Le MRAP et l'islamophobie : projet de résolution présenté à l'AG du 21 juin 2014
L'islamophobie est un racisme, reconnu comme tel par le MRAP en 2004.
1. Commençons par rappeler quelques faits et principes de base.
Le mot islamophobie n'a pas été inventé vers 1980 par des mollahs iraniens, il a été créé en 1910 par des ethnologues coloniaux français, avec le sens toujours actuel d'hostilité envers les musulmans.
Le mot ?
Le mot « islamophobie » permet de mettre un mot sur une réalité sociale. Il permet de nommer un processus social de racialisation qui s'appuie sur l'appartenance réelle ou supposée à la religion musulmane dont les modalités varient en fonction des contextes nationaux et des périodes historiques. Aujourd’hui, la liaison religion/fondamentalisme/terrorisme cible essentiellement l’islam.
C'est la remise en cause de la légitimité de la présence musulmane sur le territoire national.
C'est une nouvelle forme de racisme. L’islamophobie est un refus de l’égalité.
L'autre est infériorisé dans tous les domaines de la vie sociale et sociétale, en particulier les femmes, une fois de plus instrumentalisées.

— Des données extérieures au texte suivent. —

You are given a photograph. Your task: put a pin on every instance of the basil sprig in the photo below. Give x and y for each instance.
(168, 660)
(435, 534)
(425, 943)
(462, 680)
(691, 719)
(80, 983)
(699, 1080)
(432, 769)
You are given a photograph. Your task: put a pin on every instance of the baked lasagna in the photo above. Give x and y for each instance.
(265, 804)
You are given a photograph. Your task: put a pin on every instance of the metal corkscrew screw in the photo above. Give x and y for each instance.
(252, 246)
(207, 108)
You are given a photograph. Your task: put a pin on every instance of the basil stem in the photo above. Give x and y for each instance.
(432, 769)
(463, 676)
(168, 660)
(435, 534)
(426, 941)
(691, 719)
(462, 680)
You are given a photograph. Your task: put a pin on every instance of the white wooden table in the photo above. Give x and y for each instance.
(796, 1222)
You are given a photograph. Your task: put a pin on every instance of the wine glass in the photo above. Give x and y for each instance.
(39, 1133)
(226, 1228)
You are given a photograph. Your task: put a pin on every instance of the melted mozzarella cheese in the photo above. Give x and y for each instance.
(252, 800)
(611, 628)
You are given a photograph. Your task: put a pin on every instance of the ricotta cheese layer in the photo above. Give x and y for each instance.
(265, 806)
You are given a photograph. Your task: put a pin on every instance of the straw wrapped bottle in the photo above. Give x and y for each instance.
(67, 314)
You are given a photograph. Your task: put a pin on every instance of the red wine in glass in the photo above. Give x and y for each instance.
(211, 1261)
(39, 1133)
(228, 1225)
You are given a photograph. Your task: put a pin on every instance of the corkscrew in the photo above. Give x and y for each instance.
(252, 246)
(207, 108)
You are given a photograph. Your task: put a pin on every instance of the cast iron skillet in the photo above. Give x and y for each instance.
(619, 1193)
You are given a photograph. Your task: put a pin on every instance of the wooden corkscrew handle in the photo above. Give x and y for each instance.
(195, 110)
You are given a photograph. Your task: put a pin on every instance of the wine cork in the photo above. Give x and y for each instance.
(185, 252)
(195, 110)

L'islamophobie n'est pas plus une critique de la religion musulmane que l'antisémitisme n'est celle de la religion juive, même si islamophobes et antisémites cherchent des prétextes à leur haine dans tel ou tel texte religieux. La critique et la défense des religions dans tous leurs aspects (dogmes, institutions, etc.) sont libres. Mais elles ne doivent pas déboucher sur la haine des fidèles encourager les conflits inter-religieux. Essentialiser (« les juifs, musulmans, chrétiens, etc.. sont ceci ou cela ») commence par un manque de connaissances, de rigueur intellectuelle et débouche le plus souvent sur le racisme. Les prétextes au racisme peuvent être biologiques, mais ils sont aujourd'hui plus souvent culturels, philosophiques ou religieux.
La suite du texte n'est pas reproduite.